Hi, I'm trying to compare the performance of 4 optimisation algorithms on over 30 fitness functions. Due to the nature of the algorithm variations I am interested both in best performer overall and pairwise comparisons between algorithms. The data collected is minimum error at termination, which is either zero, or the best value after a number of iterations. Plotting histograms of various fitness functions for a particular optimisation algorithm shows quite a few different patterns so, along with values only being positive I am treating as non-normal.

If I do a Mann-Whitney U I can get the p value between two algorithms on one fitness function. How can this be extended to look at all the fitness functions? Mann-Whitney U for each, then Bonferroni-Holm, slect the remaining significant results (5% level?) and then count the number of 'wins' for each of the two algorithms? Is there a procedure that can take into account all the functions at once?

If I do a Kruskal-Wallis I can get the p value of same distribution across all algorithms for a particular fitness function, and I see SPSS (one option of software I have access to) will then give adjusted pairwise tests (Dunn's test?). Is there any way/value of extending this to look at all the fitness functions in one go? Or should I do the above with 6 pairwise comparisons across the whole set?
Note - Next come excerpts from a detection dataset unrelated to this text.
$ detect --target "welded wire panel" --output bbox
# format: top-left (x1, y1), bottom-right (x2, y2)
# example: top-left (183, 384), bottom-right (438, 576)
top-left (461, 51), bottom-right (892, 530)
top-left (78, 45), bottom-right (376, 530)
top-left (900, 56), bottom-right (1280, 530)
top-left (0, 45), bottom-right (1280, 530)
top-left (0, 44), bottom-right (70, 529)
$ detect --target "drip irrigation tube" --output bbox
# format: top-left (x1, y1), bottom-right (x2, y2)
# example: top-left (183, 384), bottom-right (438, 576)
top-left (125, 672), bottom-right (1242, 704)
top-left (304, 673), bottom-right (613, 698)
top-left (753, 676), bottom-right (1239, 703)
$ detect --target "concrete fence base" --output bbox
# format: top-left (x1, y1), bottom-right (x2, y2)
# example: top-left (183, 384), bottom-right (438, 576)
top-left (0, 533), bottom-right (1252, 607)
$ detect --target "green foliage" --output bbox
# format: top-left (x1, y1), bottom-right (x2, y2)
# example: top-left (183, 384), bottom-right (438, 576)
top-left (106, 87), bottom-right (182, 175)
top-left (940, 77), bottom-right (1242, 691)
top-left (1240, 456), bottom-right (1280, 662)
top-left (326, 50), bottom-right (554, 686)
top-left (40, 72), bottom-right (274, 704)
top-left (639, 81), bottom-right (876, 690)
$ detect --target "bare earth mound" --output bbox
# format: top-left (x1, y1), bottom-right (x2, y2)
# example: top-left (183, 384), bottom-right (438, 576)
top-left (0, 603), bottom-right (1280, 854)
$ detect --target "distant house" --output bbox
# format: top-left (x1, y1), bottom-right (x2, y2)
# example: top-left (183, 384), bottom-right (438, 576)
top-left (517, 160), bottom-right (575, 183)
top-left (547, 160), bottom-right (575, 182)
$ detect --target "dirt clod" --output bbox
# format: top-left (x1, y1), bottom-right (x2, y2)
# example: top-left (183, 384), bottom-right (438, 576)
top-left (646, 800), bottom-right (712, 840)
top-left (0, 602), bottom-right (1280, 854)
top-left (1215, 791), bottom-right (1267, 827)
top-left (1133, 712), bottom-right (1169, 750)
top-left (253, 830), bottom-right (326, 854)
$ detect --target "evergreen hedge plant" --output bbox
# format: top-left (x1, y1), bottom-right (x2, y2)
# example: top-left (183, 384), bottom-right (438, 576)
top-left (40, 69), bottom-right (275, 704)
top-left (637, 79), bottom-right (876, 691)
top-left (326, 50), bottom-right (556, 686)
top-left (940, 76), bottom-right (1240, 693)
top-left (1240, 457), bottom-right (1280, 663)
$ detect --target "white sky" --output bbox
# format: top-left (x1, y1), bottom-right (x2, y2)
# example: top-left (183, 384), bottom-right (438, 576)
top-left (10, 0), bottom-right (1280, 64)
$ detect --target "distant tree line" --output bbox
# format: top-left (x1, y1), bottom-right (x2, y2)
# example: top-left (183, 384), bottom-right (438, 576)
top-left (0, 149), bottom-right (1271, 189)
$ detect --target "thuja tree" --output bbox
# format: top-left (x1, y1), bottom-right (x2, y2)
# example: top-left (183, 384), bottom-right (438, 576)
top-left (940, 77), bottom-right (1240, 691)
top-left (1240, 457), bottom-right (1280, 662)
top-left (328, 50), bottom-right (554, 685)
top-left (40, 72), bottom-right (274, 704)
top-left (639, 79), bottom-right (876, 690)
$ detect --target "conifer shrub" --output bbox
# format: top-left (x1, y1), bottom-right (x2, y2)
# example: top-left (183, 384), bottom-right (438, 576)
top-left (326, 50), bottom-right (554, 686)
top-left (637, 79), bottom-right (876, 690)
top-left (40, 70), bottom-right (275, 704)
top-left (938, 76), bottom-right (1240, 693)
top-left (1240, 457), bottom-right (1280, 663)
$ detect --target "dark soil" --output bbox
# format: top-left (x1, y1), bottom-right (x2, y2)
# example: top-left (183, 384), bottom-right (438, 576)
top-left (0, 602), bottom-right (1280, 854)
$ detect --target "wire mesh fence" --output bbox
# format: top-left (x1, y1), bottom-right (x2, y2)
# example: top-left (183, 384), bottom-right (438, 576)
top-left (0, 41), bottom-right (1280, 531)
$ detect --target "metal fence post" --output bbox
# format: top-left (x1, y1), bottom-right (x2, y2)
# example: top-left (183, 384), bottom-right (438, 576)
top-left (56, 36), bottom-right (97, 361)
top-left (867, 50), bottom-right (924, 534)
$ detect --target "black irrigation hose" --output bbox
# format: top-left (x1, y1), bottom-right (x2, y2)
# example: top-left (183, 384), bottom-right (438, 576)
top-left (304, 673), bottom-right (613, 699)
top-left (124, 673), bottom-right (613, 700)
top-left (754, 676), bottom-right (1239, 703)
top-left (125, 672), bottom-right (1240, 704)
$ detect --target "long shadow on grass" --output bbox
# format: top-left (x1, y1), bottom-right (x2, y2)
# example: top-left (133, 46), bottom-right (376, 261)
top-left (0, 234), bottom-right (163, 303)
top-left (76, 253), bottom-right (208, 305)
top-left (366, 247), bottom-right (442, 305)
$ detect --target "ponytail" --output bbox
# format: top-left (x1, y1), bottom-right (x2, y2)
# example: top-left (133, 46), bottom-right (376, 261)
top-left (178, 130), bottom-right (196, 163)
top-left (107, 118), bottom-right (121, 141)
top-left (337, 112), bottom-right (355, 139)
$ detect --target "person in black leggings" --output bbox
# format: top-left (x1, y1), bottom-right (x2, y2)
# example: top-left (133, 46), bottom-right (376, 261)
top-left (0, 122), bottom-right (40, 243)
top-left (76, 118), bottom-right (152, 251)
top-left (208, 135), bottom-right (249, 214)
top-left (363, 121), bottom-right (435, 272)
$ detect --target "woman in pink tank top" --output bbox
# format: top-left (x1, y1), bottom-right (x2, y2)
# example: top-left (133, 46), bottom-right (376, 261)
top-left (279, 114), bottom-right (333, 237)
I must admit my stats, although from a maths degree, is a bit rusty and we didn't cover this exactly. As this is for a journal publication I want to get it right, plus I just want to get it right anyway and know what's going on.

On a side note - I'm really struggling to get the test results out of SPSS (need to use OMS?) to do further manipulation/reformat. Is it worth me switching to something like R?

Thanks for any help you can give,

Joe